If you get an error about x86 vs. x86-64 when calling cl, make sure you’ve used consistent (probably x86-64) paths in setting up your environment; Microsoft is still doing its stupid “x64” naming convention and there seemed to be some inconsistencies in the shell launched by the Visual Studio shortcut when I initially copied the variables.

This whole song and dance is also necessary if you want to be able to use PyCUDA from bash, which you probably do, because I can’t imagine anyone would rather write C than Python if they can help it – PyCUDA will normally try to spawn an nvcc compiler process at runtime, which in turn tries to call cl, which will fail if it hasn’t been bootstrapped properly.

If invoking nvcc (through PyCUDA or otherwise) ever throws unsupported Microsoft Visual Studio version!

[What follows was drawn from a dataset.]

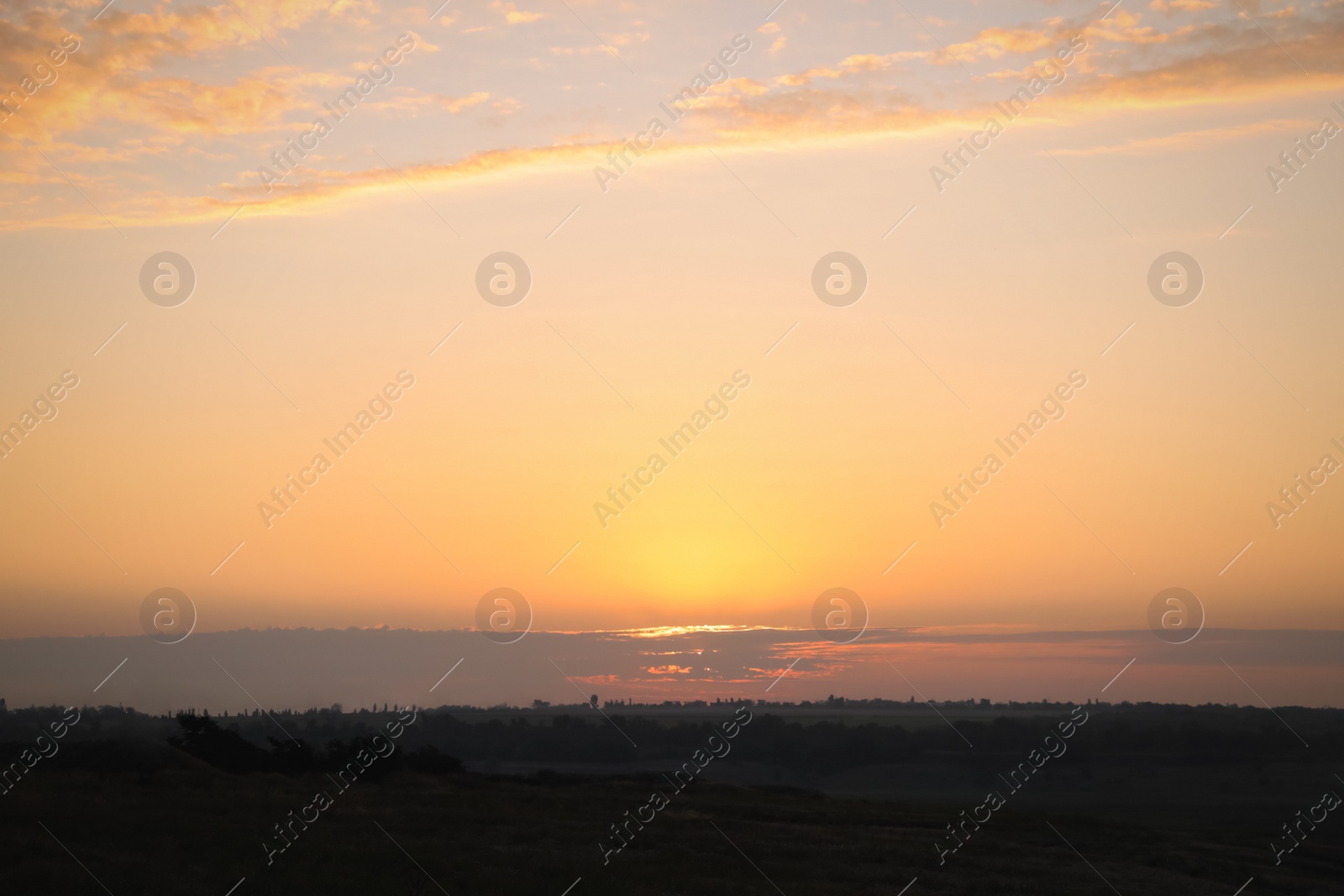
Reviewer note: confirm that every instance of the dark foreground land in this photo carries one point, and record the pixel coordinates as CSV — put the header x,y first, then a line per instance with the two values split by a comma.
x,y
1140,799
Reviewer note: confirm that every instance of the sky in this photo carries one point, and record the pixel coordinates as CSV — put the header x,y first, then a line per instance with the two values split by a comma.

Only the versions 2012, 2013, 2015 and 2017 are supported!, that’s because, as far as I can tell, Visual Studio versioning seems to be its own special form of hell, and third parties like Nvidia often fall behind in trying to targest the newest compiler point release, which is of course the only one that’s readily available from Microsoft. CUDA 9.1 was actually incompatible with VS 2017, as I discovered last month, but the newly-released CUDA 9.2 just thinks it’s incompatible. If you open C:\Program Files\NVIDIA GPU Computing Toolkit\CUDA\v9.2\include\crt\host_config.h, and line 131 looks like #if _MSC_VER < 1600 || _MSC_VER > 1913, you can just change the 1913 to a 1914, and everything should work fine.

Python also occasionally runs into this problem. Some Python modules, including PyCUDA, need to call a compiler when installed from pip, and most Windows Python releases only support Visual Studio compilers released up to a year prior, which is almost never the one you’re going to get by default (and wouldn’t have been on my path before now besides). Unlike Nvidia’s toolchain, Python/pip can actually be told to use the mingw gcc compiler if you already have a working make on your path by creating a distutils.cfg file per this documentation. Alternately, Christopher Gohlke has provided pre-compiled Python libraries for Windows for as long as I can remember, including PyCUDA; you can just get the one matching your Python/CUDA version and point pip to the local .whl file to install it.

Hopefully this will be more straightforward for you than it was for me, and you’ll get to have your CUDA cake and eat it too.